One could make a similar argument for corrigibility: ambitious value learning would respect our desire for it to behave corrigibly if we actually wanted that, and if we didn’t want that, why impose it?

There's a disanalogy in that autonomy is probably a terminal value whereas corrigibility is only an instrumental one. In other words, I don't want a corrigible AI for the sake of having a corrigible AI, I want one so it will help me reach my other goals. I do (probably) want autonomy, and not only because it would help me reach other goals. So in fact ambitious value learning will not learn to behave corrigibly, I think, because the AI will probably think it has a better way of giving me what I ultimately want.

Oh, I think I see a different way of stating your argument that avoids this disanalogy: we're not concerned about autonomy as a terminal value here, but as an instrumental one like corrigibility. If ambitious value learning works perfectly, then it would learn autonomy as a terminal value, but we want to implement autonomy-respecting AI mainly because that would help us get what we want in case ambitious value learning fails to works perfectly.

I think I understand the basic idea and motivation now, and I'll just point out that autonomy-respecting AI seems share several problems with other non-goal-directed approaches to AI safety.

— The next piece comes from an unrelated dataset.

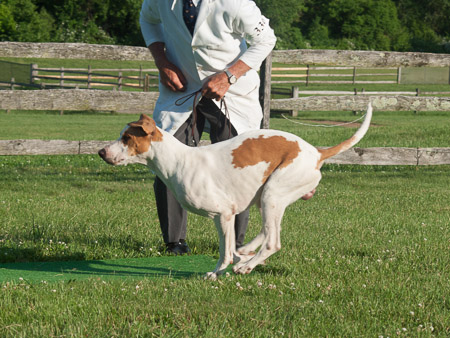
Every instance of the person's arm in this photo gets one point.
(170, 75)
(251, 24)
(217, 85)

This seems like an interesting idea for how to build an AI system in practice, along the same lines as corrigibility. We notice that value learning is not very robust: if you aren't very good at value learning, then you can get very bad behavior, and human values are sufficiently complex that you do need to be very capable in order to be sufficiently good at value learning. With (a particular kind of) corrigibility, we instead set the goal to be to make an AI system that is trying to help us, which seems more achievable even when the AI system is not very capable. Similarly, if we formalize or learn informed consent reasonably well (which seems easier to do since it is not as complex as "human values"), then our AI systems will likely have good behavior (though they will probably not have the best possible behavior, since they are limited by having to respect informed consent).

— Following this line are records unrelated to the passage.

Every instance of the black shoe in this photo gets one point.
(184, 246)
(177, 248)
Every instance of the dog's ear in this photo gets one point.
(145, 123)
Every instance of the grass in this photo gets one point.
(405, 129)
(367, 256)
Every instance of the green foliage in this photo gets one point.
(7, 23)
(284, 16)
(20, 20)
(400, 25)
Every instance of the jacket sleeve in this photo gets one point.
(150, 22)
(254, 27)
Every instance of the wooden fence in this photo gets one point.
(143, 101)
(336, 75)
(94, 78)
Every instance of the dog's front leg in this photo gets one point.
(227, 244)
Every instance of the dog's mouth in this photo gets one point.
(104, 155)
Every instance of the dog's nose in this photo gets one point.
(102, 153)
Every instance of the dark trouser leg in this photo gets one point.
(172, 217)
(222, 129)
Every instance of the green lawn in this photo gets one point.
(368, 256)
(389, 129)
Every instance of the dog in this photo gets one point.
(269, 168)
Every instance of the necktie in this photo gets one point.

However, this also feels different from corrigibility, in that it feels more like a limitation put on the AI system, while corrigibility seems more like a property of the AI's "motivational system". This might be fine, since the AI might just not be goal-directed. One other benefit of corrigibility is that if you are "somewhat" corrigible, then you would like to become more corrigible, since that is what the human would prefer; informed-consent-AI doesn't seem to have an analogous benefit.